Consider a health care provider, the reduced time spent in retrieving a patient history during a surgery can be a key business metric and the number of incidents created, number of successful changes may be secondary. As a service provider, understanding how their services support such business metrics would add meaning to the service delivered and enable value co-creation.

It is vital that a strong communication avenue is established between the customer and the service provider teams to understand the context of the customer’s business. To a large extent, this helps the service provider teams to prioritize what they do based on what is critical to the success of the customer/service consumer. More importantly, this enables the provider become a true partner to their customers.
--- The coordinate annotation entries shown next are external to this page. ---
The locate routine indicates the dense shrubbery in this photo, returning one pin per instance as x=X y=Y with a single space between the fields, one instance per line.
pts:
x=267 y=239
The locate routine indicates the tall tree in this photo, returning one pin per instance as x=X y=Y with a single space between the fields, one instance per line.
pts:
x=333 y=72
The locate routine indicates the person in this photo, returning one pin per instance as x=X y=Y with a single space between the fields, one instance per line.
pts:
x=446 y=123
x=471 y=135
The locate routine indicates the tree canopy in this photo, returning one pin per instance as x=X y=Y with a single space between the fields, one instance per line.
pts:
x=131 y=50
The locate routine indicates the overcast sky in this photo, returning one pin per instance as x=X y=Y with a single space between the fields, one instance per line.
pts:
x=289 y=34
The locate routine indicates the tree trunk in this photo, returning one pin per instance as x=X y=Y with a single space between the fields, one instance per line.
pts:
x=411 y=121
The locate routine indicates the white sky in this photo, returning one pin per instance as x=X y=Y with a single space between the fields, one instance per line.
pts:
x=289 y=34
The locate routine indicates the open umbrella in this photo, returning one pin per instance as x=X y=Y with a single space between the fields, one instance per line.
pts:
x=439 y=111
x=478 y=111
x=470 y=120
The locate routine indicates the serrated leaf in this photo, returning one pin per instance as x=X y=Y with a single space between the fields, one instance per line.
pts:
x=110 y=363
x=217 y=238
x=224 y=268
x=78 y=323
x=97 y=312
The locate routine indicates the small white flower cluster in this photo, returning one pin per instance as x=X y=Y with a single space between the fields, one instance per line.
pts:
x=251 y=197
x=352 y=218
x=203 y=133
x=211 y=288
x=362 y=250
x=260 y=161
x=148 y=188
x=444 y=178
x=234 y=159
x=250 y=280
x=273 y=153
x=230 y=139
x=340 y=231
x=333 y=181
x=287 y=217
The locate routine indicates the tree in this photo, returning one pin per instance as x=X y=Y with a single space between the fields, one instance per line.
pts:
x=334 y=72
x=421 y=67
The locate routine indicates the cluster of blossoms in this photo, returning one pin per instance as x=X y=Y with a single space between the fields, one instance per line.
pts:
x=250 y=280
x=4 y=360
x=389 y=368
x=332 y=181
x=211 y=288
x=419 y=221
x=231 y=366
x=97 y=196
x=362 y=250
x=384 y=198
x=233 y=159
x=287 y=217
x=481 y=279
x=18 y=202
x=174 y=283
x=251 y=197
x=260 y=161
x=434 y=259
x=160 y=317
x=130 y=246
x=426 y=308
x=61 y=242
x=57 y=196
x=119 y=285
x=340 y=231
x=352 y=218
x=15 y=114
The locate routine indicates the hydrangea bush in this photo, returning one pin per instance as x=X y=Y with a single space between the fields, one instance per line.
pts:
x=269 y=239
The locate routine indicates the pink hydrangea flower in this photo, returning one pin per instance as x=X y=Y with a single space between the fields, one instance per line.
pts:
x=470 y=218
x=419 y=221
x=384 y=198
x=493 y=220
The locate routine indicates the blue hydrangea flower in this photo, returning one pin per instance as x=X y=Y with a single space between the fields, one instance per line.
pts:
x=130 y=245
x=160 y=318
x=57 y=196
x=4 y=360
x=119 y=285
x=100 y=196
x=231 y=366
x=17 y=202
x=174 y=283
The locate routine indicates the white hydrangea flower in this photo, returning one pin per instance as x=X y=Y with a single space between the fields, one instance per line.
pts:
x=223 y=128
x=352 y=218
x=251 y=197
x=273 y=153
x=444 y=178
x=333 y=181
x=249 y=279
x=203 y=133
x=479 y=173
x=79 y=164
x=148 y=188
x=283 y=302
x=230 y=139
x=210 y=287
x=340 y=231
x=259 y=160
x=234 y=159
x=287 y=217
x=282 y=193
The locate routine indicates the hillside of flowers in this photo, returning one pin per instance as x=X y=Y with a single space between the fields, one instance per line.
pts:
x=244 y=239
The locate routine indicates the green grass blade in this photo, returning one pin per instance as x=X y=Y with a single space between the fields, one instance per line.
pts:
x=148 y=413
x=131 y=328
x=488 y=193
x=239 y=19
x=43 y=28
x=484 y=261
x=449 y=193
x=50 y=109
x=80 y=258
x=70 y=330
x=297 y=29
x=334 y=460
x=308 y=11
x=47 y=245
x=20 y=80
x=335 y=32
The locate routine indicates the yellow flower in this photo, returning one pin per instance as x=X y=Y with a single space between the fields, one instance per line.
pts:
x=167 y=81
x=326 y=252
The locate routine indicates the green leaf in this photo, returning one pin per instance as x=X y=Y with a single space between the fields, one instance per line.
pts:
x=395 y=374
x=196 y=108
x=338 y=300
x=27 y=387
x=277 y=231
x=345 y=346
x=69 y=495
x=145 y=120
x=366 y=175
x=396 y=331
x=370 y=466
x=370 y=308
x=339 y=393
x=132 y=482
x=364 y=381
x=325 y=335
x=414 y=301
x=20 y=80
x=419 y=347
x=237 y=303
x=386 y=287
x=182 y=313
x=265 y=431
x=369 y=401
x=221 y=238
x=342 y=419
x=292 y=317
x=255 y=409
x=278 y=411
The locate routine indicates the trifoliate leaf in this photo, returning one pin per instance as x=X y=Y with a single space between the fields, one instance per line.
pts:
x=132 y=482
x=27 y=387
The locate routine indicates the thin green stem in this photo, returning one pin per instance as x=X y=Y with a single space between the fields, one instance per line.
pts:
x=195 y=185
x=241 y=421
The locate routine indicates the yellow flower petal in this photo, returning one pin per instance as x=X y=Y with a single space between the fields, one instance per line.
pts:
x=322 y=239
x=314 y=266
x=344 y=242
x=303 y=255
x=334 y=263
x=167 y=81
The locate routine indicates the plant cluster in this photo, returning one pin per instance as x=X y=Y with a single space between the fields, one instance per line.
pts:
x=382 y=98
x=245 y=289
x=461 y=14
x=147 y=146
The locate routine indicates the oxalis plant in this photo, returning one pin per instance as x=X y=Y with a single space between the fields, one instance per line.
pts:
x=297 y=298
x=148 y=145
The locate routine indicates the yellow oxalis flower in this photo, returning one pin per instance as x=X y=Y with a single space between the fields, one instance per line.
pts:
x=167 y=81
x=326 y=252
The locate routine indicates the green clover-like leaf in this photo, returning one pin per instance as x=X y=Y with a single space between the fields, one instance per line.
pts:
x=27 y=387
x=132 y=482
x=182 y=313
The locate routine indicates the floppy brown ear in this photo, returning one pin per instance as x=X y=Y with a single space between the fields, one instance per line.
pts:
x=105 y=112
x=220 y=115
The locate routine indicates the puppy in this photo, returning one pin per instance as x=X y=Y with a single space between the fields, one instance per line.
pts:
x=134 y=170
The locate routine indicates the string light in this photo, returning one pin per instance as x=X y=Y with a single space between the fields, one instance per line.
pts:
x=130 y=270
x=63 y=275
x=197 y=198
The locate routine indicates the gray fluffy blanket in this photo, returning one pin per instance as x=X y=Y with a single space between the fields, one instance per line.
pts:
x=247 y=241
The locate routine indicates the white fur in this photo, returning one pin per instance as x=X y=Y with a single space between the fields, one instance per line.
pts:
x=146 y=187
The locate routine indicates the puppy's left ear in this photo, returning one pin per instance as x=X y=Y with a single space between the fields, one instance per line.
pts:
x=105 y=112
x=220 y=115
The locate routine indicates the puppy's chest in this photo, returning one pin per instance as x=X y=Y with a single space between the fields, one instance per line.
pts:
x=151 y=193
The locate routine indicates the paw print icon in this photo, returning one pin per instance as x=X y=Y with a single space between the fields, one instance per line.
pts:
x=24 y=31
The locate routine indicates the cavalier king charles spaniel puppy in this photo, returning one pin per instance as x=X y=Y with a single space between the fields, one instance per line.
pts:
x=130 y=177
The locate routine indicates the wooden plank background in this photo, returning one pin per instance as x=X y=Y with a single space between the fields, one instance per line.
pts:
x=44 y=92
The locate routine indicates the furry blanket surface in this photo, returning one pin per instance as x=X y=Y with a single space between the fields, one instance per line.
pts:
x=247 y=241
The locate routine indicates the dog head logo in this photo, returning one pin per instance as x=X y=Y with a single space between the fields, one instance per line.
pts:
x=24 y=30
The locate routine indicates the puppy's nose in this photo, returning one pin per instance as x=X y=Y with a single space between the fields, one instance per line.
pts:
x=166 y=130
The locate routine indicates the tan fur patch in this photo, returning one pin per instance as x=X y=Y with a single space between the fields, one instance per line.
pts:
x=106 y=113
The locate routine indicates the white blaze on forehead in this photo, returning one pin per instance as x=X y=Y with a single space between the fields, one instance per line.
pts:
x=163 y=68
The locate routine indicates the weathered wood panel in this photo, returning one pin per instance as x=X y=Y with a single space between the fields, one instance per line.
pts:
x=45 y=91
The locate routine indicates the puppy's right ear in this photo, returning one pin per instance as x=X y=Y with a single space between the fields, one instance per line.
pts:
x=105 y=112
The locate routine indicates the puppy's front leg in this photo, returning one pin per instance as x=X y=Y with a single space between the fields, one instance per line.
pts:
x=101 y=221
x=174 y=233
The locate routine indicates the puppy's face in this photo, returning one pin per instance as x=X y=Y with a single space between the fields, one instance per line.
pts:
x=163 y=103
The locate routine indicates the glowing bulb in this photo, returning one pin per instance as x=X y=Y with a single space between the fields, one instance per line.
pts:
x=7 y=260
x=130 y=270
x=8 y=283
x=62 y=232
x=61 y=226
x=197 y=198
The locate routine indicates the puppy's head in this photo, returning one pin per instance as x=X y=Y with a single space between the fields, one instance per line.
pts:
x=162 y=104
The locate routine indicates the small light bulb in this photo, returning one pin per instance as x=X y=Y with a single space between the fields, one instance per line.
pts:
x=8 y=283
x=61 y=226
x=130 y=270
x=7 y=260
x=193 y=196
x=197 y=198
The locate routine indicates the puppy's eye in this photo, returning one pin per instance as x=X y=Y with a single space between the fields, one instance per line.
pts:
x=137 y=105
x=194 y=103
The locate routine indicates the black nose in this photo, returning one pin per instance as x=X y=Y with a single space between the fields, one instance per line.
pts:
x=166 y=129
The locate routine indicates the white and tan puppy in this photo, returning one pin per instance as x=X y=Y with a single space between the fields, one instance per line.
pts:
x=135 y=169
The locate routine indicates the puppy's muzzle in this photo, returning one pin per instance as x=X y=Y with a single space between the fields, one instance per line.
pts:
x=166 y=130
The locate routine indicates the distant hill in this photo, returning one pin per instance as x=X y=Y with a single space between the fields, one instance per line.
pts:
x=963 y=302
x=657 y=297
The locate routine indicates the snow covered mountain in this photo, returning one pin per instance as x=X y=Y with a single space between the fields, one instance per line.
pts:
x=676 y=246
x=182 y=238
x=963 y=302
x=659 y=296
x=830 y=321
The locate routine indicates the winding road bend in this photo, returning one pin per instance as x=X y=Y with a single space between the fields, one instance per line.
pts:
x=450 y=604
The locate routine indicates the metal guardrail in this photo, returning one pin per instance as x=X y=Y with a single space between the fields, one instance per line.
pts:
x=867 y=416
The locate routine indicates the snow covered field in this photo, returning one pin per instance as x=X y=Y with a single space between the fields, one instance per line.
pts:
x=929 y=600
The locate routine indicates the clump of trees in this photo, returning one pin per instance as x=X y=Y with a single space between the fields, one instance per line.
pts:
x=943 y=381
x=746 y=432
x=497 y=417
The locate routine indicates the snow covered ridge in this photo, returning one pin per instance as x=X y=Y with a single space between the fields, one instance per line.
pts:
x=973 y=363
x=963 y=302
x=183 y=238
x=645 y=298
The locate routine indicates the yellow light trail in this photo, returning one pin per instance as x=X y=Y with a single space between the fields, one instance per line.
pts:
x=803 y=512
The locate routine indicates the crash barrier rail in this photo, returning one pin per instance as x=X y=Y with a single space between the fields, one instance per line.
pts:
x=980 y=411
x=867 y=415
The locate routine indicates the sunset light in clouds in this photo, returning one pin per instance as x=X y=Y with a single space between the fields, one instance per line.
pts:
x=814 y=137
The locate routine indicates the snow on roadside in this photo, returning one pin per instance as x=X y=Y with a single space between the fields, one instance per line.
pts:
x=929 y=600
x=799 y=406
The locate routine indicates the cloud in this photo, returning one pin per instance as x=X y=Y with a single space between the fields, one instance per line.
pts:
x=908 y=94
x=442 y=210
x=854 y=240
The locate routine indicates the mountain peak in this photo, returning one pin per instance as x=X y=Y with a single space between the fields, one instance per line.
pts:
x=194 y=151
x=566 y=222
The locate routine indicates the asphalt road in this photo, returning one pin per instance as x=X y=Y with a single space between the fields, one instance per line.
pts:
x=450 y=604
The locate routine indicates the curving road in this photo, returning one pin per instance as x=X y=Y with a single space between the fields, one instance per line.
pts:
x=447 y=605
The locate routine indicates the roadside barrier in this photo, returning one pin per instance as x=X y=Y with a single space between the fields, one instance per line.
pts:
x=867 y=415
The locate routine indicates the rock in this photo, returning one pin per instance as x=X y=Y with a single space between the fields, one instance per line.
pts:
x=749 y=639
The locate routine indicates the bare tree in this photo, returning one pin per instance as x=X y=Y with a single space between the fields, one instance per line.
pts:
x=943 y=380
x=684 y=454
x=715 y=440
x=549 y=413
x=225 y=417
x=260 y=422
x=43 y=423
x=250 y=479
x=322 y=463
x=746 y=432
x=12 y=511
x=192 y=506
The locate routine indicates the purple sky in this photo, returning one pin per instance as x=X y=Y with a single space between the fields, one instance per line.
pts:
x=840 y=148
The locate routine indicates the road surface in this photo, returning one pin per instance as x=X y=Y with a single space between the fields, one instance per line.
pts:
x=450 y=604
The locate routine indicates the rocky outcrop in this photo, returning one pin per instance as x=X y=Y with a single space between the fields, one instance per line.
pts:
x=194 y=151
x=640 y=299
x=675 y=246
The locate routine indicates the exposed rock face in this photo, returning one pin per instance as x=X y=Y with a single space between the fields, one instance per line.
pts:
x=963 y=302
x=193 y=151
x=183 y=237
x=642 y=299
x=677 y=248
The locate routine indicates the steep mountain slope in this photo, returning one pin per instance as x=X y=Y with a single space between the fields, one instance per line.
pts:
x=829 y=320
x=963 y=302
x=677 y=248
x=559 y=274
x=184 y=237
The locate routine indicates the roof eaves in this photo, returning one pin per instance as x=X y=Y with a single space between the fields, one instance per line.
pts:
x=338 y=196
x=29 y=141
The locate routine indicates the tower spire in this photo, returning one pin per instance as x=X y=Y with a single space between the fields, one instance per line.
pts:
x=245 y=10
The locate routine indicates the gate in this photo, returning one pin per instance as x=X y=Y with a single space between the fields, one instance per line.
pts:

Taking service desk as an example, the service desk engineers fixes a printer or a laptop, resets passwords. These activities may not provide business value, but it helps to mitigate any loss or disruption to a service consumer’s business activities. The other principal part of service desk activity is to respond to service requests. This is very much an area where business value delivered to customers can be measured using ITSM.

Easier said, but how and what business value is to be reported? Here are some examples that are good enough to get started.

1. Productivity
Assuming that every time a laptop problem is fixed with the SLA, it allows the customer to get back to work and be productive. Value can be measured here by the cost reduction – considering the employee cost per hour and the time spent by the IT team to fix the laptop.

How long does it take for the service provider to provide what a new employee needs to be productive? This measure of how long it takes to get people set up with the required resources and whether this lead-time matches the level of agility the business requires equates to business value. 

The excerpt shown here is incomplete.